About this summary: Written by Swasthya Plus for Indian readers, using MedlinePlus, National Library of Medicine as a reference source. For personal guidance, please consult a qualified Health Expert.

Liver transplantation is surgery to replace a failing liver with a healthy liver from a donor — either a deceased donor or a portion of liver from a living donor. India now has one of the world's largest and most experienced liver transplant programmes, with outcomes comparable to major international centres.

When it is needed

  • End-stage cirrhosis — from hepatitis B or C, alcohol, fatty liver, autoimmune disease, Wilson's disease.
  • Acute liver failure — sudden liver shutdown from viral hepatitis (especially E in pregnancy, A in children), drug injury (paracetamol overdose), or traditional medicine-induced injury.
  • Liver cancer — selected early-stage cases that meet specific criteria.
  • Biliary atresia and other paediatric liver disease.
  • Certain inherited metabolic liver diseases.

Types of transplant

  • Deceased donor — a whole liver from a brain-dead donor. Depends on the national organ donation system.
  • Living donor — a portion of the liver from a suitable healthy relative; both portions regrow to near-normal size. This is the commoner route in India given the current donor pool.

Indian practical points

  • Deceased-donor organ donation is registered through NOTTO (National Organ and Tissue Transplant Organisation).

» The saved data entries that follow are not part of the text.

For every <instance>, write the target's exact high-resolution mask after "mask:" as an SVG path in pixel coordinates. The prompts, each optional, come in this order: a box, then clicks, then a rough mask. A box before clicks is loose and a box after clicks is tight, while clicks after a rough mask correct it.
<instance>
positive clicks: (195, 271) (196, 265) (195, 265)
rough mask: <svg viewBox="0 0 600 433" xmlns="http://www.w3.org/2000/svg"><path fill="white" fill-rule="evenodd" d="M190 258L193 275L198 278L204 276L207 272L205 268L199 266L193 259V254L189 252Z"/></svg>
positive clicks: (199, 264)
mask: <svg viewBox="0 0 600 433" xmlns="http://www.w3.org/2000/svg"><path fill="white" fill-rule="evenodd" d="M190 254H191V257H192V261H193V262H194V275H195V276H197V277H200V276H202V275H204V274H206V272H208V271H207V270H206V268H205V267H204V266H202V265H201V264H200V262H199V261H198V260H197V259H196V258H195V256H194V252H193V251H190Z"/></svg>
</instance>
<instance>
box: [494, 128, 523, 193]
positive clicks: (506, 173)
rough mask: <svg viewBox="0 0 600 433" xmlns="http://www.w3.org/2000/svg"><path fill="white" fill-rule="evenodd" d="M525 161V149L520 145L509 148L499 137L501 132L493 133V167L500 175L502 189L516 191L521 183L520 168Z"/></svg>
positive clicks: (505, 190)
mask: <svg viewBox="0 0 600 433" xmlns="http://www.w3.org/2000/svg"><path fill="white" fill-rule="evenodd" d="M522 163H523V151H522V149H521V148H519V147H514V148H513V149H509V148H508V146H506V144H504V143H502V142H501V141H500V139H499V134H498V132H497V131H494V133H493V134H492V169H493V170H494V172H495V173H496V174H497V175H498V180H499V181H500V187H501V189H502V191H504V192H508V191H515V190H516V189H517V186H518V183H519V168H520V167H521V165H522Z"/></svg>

Registering as a donor, in principle, could save multiple lives.
  • Transplant is available at a number of Indian teaching and specialist hospitals; cost varies widely between government, charitable and private centres.
  • Several state schemes and central government support exist for eligible patients — ask the hospital's social worker or billing desk.
  • Lifelong immune-suppressing medicines after transplant, regular monitoring, and strict adherence to instructions are essential.

After transplant

  • Most people return to work and normal activities within a few months.
  • Vaccines, hand hygiene, safe food and water matter more when on immune-suppression.
  • Alcohol is off-limits for life.
  • Regular clinic visits and blood tests detect rejection or side-effects early.
  • Outcomes are good — 1-year survival is 85-95% at experienced centres; many people live well for decades.